Raise your finance game
Women have a tendency to self-fund businesses, and I wish more female entrepreneurs would ask me about the many other different avenues, from crowdfunding to getting investors or bank loans, as well as the types of funding available to buy equipment. The 2019 Rose Review noted a few reasons why women entrepreneurs tend to self-fund – the first being ‘adversity to risk’. There is a tendency for women not to want to borrow more than they need in need to satisfy the minimum, especially when starting out, and they can be quite conservative in their growth plans. In addition, there is a lack of confidence in understand the funding landscape out there – something we've set out to inform and educate on. I think of funding as a cocktail. Everyone's got different ingredients and the blend will be different for everybody, but it all starts with knowing what’s out there.
Learn to apply yourself
If your bank has already funded you previously then you'll have a relationship – they’ll look at your accounts at least once a year to make sure that everything is on track and make sure your funding is correct for you, that you don't need more or to change the model. If you’re coming in from the cold, however, you’ll need to arrive with a lot of information because you’re trying to give them a big snapshot of your business: where it is now, where you’re planning to go with it, what impact coronavirus is having on you and actually how you're going to recover, so you can repay this loan that you're looking to take out. Make sure you know what information they need and how to present this. Again, that's an education piece, so before you apply, take advice if you’re not sure.

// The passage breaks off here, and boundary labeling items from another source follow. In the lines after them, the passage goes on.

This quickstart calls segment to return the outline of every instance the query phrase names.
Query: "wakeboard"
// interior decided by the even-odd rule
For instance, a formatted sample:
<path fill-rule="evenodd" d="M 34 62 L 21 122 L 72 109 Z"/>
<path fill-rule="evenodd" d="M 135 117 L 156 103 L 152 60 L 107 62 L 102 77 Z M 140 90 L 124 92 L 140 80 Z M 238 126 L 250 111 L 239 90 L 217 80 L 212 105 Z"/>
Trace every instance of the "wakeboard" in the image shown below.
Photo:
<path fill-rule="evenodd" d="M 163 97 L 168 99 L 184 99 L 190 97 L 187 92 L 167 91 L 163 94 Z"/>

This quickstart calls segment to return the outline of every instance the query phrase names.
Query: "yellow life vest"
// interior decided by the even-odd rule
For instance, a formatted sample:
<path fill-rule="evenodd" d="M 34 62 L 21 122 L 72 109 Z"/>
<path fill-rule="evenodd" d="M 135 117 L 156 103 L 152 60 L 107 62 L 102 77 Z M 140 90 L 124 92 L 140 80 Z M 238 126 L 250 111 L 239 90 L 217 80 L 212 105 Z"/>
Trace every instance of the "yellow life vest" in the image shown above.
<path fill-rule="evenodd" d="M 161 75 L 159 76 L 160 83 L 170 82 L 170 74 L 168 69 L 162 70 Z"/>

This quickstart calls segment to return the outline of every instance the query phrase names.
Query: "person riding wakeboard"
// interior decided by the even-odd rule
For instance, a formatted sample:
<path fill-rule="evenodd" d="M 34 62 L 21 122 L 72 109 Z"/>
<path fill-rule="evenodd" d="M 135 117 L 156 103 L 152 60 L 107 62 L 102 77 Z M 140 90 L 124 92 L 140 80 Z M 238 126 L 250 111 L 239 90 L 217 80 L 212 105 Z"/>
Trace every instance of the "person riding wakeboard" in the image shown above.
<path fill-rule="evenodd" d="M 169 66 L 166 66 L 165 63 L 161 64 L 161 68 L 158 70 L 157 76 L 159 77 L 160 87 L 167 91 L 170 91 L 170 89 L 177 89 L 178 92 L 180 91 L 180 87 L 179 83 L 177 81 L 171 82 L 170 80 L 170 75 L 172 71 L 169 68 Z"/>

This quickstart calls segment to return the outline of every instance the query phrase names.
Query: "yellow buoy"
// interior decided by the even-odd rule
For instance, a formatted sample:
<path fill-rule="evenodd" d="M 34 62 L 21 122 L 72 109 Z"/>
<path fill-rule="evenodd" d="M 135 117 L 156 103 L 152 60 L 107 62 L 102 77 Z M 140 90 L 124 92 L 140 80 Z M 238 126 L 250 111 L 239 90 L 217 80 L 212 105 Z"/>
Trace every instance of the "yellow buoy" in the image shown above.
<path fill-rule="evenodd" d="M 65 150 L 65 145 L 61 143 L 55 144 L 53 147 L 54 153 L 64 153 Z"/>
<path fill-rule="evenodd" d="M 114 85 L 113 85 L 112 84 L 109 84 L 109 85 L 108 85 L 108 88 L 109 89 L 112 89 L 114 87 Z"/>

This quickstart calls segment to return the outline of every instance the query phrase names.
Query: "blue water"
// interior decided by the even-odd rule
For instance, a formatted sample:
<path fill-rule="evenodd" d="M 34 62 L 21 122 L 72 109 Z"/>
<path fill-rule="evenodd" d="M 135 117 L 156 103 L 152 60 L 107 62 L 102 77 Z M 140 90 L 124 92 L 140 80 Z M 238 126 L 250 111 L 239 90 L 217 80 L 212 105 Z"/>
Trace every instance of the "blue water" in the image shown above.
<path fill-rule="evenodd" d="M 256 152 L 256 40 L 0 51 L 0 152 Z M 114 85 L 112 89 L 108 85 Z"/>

Don’t do it all on your own
Ask for help. The analogy of ‘ask five times and you might get three yeses and two noes’ is applicable here. If you need someone to bounce off to see if you’re on the right path with your thinking, reach out and find yourself a mentor. If you need more advice and help than that, then find yourself a consultant or business adviser. It’s important to recognise what you need, and then make sure you find out where you can get it. And don't be lonely – there are enough peer-to-peer platforms out there to join. You’re going to have to be a bit bolder and braver and just go for it.W
Finally, get going. Women often tend to think, ‘Oh I'm not ready’ or ‘I'm not quite sure yet’. It's a difference between men and women sometimes in how we perceive the challenge. We want everything to be perfect, so put things off. That's a confidence thing in our own ability and also feeds into the risk element too. Female entrepreneurs can think, ‘what will happen if it goes wrong?’ and ‘How this will impact my life?’ But a true entrepreneur lives with those risks. This might be uncomfortable, and you might not feel completely secure in what you're doing, but ultimately, you're going to have to make some decisions.